Rapid Machine Learning-Driven Detection of Pesticides and Dyes Using Raman Spectroscopy
Quach Thi Thai Binh, Thuan Phuoc, Xuan Hai, Thang Bach Phan, Vu Thi Hanh Thu, Nguyen Tuan Hung
TL;DR
The paper tackles the need for rapid, reliable detection of pesticide and dye residues by leveraging Raman spectroscopy combined with a CNN-based feature extractor (ResNet-18) and hybrid classifiers. The MLRaman framework converts spectra to 2D spectral images, extracts 512-d embeddings, and classifies ten analytes using XGBoost, SVM, and a VotingClassifier, achieving a best accuracy of 97.4% and an AUC of 1.00 on validation data. Dimensionality-reduction visualizations (PCA, t-SNE, UMAP) confirm strong separability of embeddings, and an external Streamlit app demonstrated real-time, unseen-spectrum predictions with strong generalization. Overall, the approach provides a scalable, practical solution for multi-residue contaminant monitoring in food safety and environmental surveillance, including deployment-ready tools for real-time decision support.
Abstract
The extensive use of pesticides and synthetic dyes poses critical threats to food safety, human health, and environmental sustainability, necessitating rapid and reliable detection methods. Raman spectroscopy offers molecularly specific fingerprints but suffers from spectral noise, fluorescence background, and band overlap, limiting its real-world applicability. Here, we propose a deep learning framework based on ResNet-18 feature extraction, combined with advanced classifiers, including XGBoost, SVM, and their hybrid integration, to detect pesticides and dyes from Raman spectroscopy, called MLRaman. The MLRaman with the CNN-XGBoost model achieved a predictive accuracy of 97.4% and a perfect AUC of 1.0, while it with the CNN-SVM model provided competitive results with robust class-wise discrimination.
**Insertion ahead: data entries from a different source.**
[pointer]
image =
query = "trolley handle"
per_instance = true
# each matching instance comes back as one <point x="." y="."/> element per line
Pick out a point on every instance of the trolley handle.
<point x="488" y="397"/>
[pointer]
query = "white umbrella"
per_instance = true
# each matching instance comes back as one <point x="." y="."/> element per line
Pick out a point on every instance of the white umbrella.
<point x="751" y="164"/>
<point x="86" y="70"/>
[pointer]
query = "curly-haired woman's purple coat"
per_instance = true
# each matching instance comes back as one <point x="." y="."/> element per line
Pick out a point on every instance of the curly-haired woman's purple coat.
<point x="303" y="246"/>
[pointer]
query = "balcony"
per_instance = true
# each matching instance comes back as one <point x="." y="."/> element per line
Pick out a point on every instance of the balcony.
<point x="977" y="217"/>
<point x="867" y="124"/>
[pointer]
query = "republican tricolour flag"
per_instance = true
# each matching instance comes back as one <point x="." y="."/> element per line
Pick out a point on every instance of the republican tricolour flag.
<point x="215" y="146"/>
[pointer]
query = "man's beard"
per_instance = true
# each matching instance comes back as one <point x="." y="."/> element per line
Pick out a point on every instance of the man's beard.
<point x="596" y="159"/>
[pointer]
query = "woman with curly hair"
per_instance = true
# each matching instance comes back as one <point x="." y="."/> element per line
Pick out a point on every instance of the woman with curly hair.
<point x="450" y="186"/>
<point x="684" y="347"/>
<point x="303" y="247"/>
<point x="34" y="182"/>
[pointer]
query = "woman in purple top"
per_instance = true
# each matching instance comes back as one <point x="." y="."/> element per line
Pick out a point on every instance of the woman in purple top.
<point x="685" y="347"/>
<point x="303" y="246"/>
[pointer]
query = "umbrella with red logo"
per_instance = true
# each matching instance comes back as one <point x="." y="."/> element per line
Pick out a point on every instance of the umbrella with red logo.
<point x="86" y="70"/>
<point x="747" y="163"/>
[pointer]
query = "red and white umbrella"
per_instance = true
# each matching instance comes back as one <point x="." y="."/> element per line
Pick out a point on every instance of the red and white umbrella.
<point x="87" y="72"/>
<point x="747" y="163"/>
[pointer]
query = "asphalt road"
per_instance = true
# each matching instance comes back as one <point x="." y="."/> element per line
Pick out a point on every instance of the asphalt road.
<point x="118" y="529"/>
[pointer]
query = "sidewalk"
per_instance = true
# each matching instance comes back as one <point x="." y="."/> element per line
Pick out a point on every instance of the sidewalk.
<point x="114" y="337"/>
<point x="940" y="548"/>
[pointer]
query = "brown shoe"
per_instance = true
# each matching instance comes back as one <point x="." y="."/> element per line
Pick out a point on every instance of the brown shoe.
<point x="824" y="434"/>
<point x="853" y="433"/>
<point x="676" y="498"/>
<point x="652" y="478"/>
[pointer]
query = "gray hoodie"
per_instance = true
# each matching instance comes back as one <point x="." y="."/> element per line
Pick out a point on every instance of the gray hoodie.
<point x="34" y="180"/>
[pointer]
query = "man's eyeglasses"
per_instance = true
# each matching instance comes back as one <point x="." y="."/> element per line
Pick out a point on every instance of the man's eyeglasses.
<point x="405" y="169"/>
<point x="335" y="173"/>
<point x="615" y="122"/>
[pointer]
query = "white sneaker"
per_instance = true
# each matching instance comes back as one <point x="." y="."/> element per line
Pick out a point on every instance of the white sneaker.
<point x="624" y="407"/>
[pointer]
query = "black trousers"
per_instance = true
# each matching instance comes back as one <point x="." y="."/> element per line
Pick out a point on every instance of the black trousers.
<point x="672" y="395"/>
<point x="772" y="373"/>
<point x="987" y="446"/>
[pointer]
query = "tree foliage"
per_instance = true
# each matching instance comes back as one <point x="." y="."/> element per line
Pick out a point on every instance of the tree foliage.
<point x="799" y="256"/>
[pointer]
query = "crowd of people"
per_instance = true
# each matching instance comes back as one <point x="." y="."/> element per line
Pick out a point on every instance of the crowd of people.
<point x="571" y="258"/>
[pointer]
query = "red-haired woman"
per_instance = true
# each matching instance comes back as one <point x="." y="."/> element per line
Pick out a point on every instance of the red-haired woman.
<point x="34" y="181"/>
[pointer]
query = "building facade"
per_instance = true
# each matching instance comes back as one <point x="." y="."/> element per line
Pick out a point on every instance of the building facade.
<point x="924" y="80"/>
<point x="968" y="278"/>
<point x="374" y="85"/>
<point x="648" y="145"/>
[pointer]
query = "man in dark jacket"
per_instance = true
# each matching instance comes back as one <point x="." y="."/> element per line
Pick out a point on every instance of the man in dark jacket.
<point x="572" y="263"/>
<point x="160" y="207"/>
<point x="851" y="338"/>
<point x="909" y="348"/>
Dimensionality reduction analyses (PCA, t-SNE, UMAP) confirmed the separability of Raman embeddings across 10 analytes, including 7 pesticides and 3 dyes. Finally, we developed a user-friendly Streamlit application for real-time prediction, which successfully identified unseen Raman spectra from our independent experiments and also literature sources, underscoring strong generalization capacity. This study establishes a scalable, practical MLRaman model for multi-residue contaminant monitoring, with significant potential for deployment in food safety and environmental surveillance.